I haven't written in a while.
Like I was telling Clancy...I feel like I will die from grief if I start talking about you.
I am in some sort of denial stage.
It is all too painful.
But I still have been thinking about you.
Of course. Always.
I look back on our life together and think about all the times I could've done better, been better.
I guess I will be in the guilt stage for a long time?
I am sorry for picking on you when you didn't do things my way.
I am sorry for taking life too seriously, most of the times, and making sure, obsessively at times, that we had all kinds of "plans" in place.
I sure didn't plan for this babe!
I am sorry for the times when I didn't give you all of my attention.
I am sorry for all the nagging about keeping the house clean and for making you clean over the weekends and for griping about the video games.

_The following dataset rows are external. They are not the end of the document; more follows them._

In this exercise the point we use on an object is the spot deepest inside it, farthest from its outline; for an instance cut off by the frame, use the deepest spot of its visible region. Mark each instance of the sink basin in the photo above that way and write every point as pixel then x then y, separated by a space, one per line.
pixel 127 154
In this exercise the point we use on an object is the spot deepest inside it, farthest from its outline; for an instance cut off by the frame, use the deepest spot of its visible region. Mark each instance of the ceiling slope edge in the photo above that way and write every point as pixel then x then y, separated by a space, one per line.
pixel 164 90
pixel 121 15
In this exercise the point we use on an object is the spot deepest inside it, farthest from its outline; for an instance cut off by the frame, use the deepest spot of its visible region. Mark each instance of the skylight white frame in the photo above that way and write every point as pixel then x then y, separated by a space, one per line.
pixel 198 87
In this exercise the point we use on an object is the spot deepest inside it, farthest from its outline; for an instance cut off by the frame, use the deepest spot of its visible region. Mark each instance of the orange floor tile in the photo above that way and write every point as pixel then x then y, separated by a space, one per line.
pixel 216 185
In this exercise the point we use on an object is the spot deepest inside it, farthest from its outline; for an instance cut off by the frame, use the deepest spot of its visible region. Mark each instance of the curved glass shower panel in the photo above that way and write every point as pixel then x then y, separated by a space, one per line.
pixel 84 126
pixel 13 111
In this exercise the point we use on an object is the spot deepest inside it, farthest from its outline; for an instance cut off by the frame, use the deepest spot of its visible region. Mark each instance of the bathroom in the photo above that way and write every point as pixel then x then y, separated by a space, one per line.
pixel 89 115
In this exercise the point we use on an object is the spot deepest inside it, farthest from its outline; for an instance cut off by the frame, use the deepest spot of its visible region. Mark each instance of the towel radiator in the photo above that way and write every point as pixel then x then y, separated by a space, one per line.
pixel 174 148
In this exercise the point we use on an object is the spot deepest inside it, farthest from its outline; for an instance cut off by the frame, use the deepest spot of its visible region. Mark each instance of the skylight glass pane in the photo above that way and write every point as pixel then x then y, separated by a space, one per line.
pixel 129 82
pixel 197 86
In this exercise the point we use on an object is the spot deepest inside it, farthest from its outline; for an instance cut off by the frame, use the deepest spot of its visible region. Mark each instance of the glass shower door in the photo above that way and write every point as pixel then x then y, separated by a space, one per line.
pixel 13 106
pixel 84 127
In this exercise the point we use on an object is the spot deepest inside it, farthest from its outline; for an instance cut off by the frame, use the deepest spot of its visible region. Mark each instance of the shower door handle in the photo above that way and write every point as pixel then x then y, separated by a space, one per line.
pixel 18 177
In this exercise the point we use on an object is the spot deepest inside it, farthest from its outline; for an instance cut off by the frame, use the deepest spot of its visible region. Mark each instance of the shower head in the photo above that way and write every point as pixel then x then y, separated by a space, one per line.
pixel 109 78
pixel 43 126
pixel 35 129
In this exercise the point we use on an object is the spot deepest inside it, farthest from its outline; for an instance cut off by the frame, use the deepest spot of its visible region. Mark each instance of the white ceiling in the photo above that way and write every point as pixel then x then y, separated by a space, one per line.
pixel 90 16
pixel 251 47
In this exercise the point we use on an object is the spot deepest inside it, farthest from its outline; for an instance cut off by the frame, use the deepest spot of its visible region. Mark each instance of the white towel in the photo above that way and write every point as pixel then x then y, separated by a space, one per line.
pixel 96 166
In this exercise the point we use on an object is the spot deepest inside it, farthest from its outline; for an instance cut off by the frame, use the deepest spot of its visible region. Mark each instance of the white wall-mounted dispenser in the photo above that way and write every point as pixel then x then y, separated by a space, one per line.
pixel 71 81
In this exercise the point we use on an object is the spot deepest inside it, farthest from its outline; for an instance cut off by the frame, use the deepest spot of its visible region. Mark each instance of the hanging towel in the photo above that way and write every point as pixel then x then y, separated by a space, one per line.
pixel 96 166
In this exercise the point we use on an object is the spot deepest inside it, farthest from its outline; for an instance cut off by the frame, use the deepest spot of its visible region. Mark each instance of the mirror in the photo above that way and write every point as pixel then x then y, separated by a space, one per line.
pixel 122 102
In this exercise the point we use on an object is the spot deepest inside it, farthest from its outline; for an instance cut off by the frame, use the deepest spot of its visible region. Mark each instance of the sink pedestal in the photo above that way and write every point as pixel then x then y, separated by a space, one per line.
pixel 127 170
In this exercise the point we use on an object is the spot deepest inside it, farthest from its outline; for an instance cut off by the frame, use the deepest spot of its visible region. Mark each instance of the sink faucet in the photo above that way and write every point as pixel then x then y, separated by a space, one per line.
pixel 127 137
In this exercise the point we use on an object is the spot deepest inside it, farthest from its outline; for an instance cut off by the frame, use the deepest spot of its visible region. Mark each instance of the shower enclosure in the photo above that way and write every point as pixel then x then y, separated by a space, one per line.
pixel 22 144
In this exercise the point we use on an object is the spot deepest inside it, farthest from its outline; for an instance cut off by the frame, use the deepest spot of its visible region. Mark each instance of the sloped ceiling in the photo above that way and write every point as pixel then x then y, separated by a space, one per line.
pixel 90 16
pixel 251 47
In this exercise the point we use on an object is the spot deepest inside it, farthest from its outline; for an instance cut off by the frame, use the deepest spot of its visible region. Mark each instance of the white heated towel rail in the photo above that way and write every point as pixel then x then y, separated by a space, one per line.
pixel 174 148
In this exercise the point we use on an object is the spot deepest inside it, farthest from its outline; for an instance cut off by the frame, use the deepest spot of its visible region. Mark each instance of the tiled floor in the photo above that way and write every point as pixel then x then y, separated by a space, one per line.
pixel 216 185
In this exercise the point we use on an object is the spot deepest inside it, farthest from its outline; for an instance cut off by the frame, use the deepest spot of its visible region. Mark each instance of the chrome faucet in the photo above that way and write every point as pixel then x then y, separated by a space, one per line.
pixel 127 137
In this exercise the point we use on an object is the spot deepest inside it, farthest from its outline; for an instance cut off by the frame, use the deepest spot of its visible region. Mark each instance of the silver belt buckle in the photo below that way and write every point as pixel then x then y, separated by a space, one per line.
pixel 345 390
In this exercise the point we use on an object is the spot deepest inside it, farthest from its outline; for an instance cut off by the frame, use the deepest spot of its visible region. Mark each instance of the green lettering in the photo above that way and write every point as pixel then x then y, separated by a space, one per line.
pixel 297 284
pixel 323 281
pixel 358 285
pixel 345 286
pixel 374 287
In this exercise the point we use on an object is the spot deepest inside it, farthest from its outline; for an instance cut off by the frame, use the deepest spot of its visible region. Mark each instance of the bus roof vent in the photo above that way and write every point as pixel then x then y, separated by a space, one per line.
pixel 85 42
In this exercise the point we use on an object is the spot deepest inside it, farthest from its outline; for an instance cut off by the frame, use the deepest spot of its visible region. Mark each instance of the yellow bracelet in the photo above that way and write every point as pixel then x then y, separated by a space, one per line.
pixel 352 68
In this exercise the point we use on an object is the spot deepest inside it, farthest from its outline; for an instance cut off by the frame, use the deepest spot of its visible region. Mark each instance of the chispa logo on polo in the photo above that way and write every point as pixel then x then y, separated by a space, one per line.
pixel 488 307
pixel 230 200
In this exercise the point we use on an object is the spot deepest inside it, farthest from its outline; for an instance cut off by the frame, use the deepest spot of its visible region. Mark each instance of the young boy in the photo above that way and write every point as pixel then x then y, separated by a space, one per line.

It was all so bloody trivial.
I am sorry for allowing you to feel like you couldn't burden me with some of the difficulties you were having a few days before you left me.
I wish I could've done something.
I'd give anything to have you back.
Thank you for loving me just the way I am and for loving our life just the way it was.
Our life was good.
I miss you Jess.
Just a few minutes ago I walked past your ashes, I paused, I opened the box because I wanted to see you and touch you.
But I had to stop because, again, I felt like I would die from the pain.
I love you, my muffin chicken pot pie.
Yes, I did call him that.
It is what's engraved on his wedding band
that hangs solemnly around my neck.
Maya holds on it every time she nurses.